This notebook extends the regression analysis from Week 8 by expanding the simple linear regression model and applying diagnostic tools to evaluate whether the model’s assumptions are reasonably met.
In Week 8, a simple linear regression was fit using
data_products_score as the sole predictor of
overall_score. That model explained approximately 67% of
the variation in overall statistical performance across countries. This
week, 1–3 additional variables are introduced to improve the model, and
the 5 diagnostic plots discussed in class are used to assess its
validity. The central goal is to ensure that any conclusions drawn from
the model rest on a valid foundation.
The dataset is the World Bank Statistical Performance Indicators dataset, a longitudinal country-level dataset covering 217 countries from 2004 to 2023. The analysis continues to use the 2023 cross-sectional snapshot.
# Load libraries
library(tidyverse)
## ── Attaching core tidyverse packages ──────────────────────── tidyverse 2.0.0 ──
## ✔ dplyr 1.1.4 ✔ readr 2.1.6
## ✔ forcats 1.0.1 ✔ stringr 1.6.0
## ✔ ggplot2 4.0.1 ✔ tibble 3.3.1
## ✔ lubridate 1.9.4 ✔ tidyr 1.3.2
## ✔ purrr 1.2.1
## ── Conflicts ────────────────────────────────────────── tidyverse_conflicts() ──
## ✖ dplyr::filter() masks stats::filter()
## ✖ dplyr::lag() masks stats::lag()
## ℹ Use the conflicted package (<http://conflicted.r-lib.org/>) to force all conflicts to become errors
library(lindia)
library(GGally)
library(broom)
# Load dataset
dataset <- read_csv("dataset.csv")
## Rows: 4340 Columns: 12
## ── Column specification ────────────────────────────────────────────────────────
## Delimiter: ","
## chr (4): iso3c, country, region, income
## dbl (8): year, population, overall_score, data_use_score, data_services_scor...
##
## ℹ Use `spec()` to retrieve the full column specification for this data.
## ℹ Specify the column types or set `show_col_types = FALSE` to quiet this message.
# Filter to 2023, remove unclassified income group, create binary variable
data_2023 <- dataset %>%
filter(year == 2023) %>%
filter(income != "Not classified") %>%
mutate(high_income = ifelse(income == "High income", 1, 0))

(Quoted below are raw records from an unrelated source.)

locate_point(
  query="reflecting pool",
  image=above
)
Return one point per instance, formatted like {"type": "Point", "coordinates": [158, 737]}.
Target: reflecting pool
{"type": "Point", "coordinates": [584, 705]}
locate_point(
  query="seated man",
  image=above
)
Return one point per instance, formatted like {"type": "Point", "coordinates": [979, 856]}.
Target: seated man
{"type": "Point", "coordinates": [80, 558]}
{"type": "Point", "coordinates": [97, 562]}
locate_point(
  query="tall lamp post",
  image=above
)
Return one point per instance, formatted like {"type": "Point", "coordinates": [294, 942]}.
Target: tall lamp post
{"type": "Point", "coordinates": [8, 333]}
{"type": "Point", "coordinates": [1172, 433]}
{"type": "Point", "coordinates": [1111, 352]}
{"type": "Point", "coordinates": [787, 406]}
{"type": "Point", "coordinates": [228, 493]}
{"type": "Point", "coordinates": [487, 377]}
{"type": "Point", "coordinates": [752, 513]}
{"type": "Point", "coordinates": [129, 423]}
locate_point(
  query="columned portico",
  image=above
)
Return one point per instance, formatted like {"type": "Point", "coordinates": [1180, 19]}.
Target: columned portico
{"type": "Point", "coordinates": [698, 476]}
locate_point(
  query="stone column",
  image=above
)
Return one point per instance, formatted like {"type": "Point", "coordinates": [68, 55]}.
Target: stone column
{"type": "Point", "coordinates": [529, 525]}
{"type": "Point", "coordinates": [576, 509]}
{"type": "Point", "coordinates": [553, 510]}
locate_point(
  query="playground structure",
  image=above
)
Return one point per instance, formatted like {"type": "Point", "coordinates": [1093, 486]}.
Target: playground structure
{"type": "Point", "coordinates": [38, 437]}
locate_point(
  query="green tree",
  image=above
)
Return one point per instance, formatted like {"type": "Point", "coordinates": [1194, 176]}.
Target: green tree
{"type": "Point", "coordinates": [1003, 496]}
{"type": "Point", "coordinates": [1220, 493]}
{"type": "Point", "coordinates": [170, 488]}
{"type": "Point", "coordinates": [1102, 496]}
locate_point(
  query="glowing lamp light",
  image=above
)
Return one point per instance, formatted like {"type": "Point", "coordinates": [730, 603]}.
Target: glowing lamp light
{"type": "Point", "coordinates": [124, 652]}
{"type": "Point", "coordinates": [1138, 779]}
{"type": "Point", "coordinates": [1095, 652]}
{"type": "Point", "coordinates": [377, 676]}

cat("Rows in 2023 snapshot:", nrow(data_2023), "\n")
## Rows in 2023 snapshot: 216
# Retain only rows with no missing values across the variables used in the model
model_data <- data_2023 %>%
filter(
!is.na(overall_score),
!is.na(data_products_score),
!is.na(data_infrastructure_score)
)
cat("Rows available for modeling:", nrow(model_data), "\n")
## Rows available for modeling: 186
The Week 8 model used data_products_score as a single
predictor. The assignment asks to include 1–3 additional variables,
trying at least one binary or interaction term. Three candidate
variables were considered.
data_infrastructure_score
(included)
This sub-indicator measures the strength of a country’s statistical
infrastructure, including civil registration systems, geospatial
frameworks, and administrative data systems. It has a strong correlation
with overall_score (r = 0.912) and a moderate correlation
with data_products_score (r = 0.699). The correlation
between the two predictors is moderate, not severe, so both can
reasonably be included together. Multicollinearity is worth monitoring
but does not rise to a level that warrants exclusion.
high_income binary variable
(included)
A binary variable was created from the income column:
high_income = 1 for High income countries and
high_income = 0 for all others. This captures the
structural economic divide identified in the Week 8 ANOVA, where High
income countries scored significantly higher than all other groups. It
has a moderate correlation with overall_score (r = 0.464)
and a low correlation with data_products_score (r = 0.130),
so multicollinearity is not a concern here.
data_use_score (excluded)
This sub-indicator was considered but excluded due to
multicollinearity concerns. Its correlation with
data_products_score is r = 0.736, the highest among all
remaining sub-scores. Including both in the same model would introduce
redundancy that complicates the interpretation of each coefficient.
Since data_infrastructure_score offers comparable
predictive value with lower collinearity, data_use_score
was set aside.
Before fitting the model, a correlation heatmap is used to visualize the relationships among the three predictors and confirm that the multicollinearity assessment above is reasonable.
# Correlation heatmap of predictors
ggcorr(
select(model_data, data_products_score, data_infrastructure_score, high_income),
label = TRUE,
label_round = 2
) +
labs(title = "Correlation Heatmap — Model Predictors")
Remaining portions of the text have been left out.